- Born: 3 March 1980 (age 46) Hillingdon, Middlesex, England
- Education: Brunel University
- Occupations: Presenter, journalist
- Employer: BBC

= Nikki Fox =

English broadcaster, presenter and documentary maker

Nikki Fox (born 3 March 1980) is an English broadcaster, presenter and documentary maker. She is a Sony Award-winning journalist who presents for television and network radio. Fox appeared on various TV and radio shows including Watchdog, The One Show, How to Look Good Naked, and Rip-Off Britain.

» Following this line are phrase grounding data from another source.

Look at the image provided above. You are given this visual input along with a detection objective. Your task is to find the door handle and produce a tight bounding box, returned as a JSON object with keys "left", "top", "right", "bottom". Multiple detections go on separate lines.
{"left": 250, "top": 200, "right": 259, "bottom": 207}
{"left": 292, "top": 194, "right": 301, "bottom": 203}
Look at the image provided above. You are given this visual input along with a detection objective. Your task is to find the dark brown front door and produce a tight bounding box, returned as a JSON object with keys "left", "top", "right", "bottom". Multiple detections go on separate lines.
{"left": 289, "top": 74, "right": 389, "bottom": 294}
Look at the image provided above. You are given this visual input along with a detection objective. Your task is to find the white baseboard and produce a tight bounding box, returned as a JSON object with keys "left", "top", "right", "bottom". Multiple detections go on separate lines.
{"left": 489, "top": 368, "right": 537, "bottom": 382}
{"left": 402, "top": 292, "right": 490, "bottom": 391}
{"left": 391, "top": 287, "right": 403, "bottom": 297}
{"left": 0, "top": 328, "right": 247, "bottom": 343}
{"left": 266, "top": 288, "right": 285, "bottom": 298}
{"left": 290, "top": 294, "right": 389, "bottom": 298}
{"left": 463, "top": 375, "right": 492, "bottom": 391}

She is one of the first female disabled TV presenters in the world and has been voted one of the most influential disabled people in the UK.

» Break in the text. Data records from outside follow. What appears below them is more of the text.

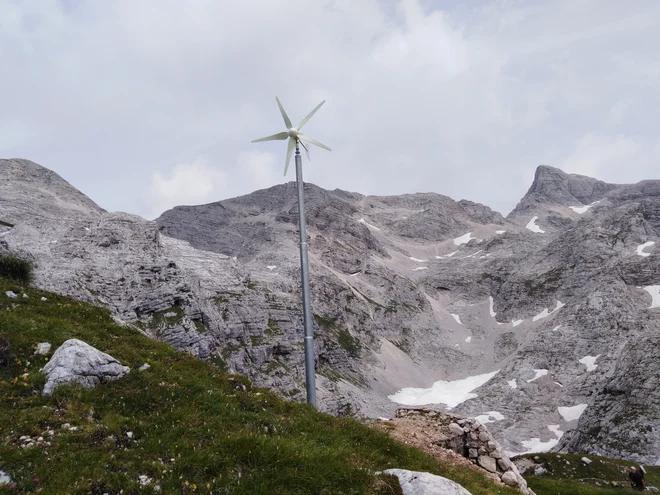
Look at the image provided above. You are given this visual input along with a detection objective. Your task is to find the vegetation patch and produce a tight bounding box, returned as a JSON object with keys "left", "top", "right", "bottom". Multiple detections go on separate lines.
{"left": 519, "top": 453, "right": 660, "bottom": 494}
{"left": 0, "top": 275, "right": 518, "bottom": 494}
{"left": 0, "top": 253, "right": 33, "bottom": 284}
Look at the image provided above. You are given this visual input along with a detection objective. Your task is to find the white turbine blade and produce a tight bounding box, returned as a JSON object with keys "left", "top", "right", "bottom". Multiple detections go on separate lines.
{"left": 276, "top": 97, "right": 293, "bottom": 129}
{"left": 298, "top": 134, "right": 332, "bottom": 152}
{"left": 284, "top": 137, "right": 296, "bottom": 176}
{"left": 301, "top": 141, "right": 311, "bottom": 161}
{"left": 252, "top": 131, "right": 288, "bottom": 143}
{"left": 297, "top": 100, "right": 326, "bottom": 129}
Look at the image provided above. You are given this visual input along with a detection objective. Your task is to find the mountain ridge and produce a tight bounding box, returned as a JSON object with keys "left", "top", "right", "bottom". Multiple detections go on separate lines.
{"left": 1, "top": 157, "right": 659, "bottom": 464}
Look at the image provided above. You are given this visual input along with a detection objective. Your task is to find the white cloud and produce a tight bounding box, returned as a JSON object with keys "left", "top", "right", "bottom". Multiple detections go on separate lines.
{"left": 561, "top": 133, "right": 642, "bottom": 178}
{"left": 238, "top": 150, "right": 279, "bottom": 190}
{"left": 143, "top": 158, "right": 227, "bottom": 219}
{"left": 1, "top": 0, "right": 660, "bottom": 217}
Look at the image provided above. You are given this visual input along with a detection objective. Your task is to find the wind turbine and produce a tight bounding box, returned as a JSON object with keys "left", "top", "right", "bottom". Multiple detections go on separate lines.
{"left": 251, "top": 97, "right": 332, "bottom": 408}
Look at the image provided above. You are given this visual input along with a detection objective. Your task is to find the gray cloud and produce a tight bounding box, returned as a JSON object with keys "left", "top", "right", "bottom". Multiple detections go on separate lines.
{"left": 1, "top": 0, "right": 659, "bottom": 219}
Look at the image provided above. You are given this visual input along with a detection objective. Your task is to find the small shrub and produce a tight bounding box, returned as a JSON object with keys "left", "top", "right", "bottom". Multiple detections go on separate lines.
{"left": 0, "top": 253, "right": 33, "bottom": 284}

Fox was born with muscular dystrophy and has used a wheelchair for the majority of her adult life.

== Career ==
Nikki Fox has a B.A. (Hons) in music from Brunel University and has studied music theory, piano, opera, composition, analysis and criticism of 20th-century music.

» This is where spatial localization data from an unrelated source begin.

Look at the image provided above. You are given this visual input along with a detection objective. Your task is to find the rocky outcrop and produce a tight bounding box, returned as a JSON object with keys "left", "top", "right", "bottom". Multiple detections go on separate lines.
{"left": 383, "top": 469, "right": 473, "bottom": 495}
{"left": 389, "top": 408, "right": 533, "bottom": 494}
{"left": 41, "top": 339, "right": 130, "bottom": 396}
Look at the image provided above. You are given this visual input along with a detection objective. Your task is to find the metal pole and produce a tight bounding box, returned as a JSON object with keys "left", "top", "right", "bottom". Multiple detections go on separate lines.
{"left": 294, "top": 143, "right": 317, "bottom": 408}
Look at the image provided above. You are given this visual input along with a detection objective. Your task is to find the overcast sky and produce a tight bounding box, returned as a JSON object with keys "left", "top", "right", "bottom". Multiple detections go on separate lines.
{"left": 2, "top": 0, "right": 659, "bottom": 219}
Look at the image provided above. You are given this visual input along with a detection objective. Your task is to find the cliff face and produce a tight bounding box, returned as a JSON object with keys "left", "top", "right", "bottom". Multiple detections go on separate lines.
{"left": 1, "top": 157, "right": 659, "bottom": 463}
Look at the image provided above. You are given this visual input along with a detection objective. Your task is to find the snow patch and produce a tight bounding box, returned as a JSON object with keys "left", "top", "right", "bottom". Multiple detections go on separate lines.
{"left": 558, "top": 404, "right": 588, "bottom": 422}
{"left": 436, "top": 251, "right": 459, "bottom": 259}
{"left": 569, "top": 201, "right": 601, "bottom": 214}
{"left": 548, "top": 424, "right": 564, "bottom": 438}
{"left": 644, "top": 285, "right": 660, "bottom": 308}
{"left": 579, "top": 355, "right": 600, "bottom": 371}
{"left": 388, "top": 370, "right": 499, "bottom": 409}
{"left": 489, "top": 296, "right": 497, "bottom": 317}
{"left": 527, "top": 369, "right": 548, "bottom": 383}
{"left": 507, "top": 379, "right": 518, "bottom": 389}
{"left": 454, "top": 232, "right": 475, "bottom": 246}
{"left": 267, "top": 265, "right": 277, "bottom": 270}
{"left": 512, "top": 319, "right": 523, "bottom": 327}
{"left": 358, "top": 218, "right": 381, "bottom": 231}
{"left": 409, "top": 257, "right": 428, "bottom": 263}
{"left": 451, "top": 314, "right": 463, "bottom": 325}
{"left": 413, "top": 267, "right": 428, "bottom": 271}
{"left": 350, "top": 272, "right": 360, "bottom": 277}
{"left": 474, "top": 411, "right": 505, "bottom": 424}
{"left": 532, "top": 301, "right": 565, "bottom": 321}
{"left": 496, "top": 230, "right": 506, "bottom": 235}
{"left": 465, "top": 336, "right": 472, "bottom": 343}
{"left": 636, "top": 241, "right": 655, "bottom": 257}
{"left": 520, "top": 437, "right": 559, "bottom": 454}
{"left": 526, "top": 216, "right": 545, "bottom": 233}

She began working at BBC Radio Cambridgeshire on the Peterborough Breakfast Show, presenting Fox's What's On Guide, as well as competitions and she then won a place on a Channel 4 Disability Researcher Training Scheme and started working at Maverick TV, Channel 4 and ITV. In 2010, Nikki was a researcher and co-presenter on Gok Wan's How to Look Good Naked with a Disability, a Channel 4 show.

She has been nominated for Best On Screen talent at the Cultural Diversity Network Awards in 2010. Fox researched and presented a major documentary for BBC Radio 5 Live, Beyond Disability: The Adventures of a Blue Badger where she set out to discover what it is really like being disabled in the UK in 2012. It won a Sony accolade and the 2012 New York Festivals Radio Programme and Promotion Awards.'

In June 2014 she was appointed disability news correspondent for the BBC. Fox said: "I am beyond excited to be joining BBC News and am thrilled to be able to work as part of a specialist team of journalists, dedicated to the reporting of disability issues for a national audience, in a new and fresh way."

In 2015 she won a New York Festival Radio Award for Learning to Walk Again, a radio programme she presented for BBC Radio 5 Live.

In 2016, she was awarded as Journalist of the Year at the 2016 European Diversity Awards. Also that year she joined the BBC Watchdog team as a presenter and appeared on an episode of BBC's Celebrity Mastermind.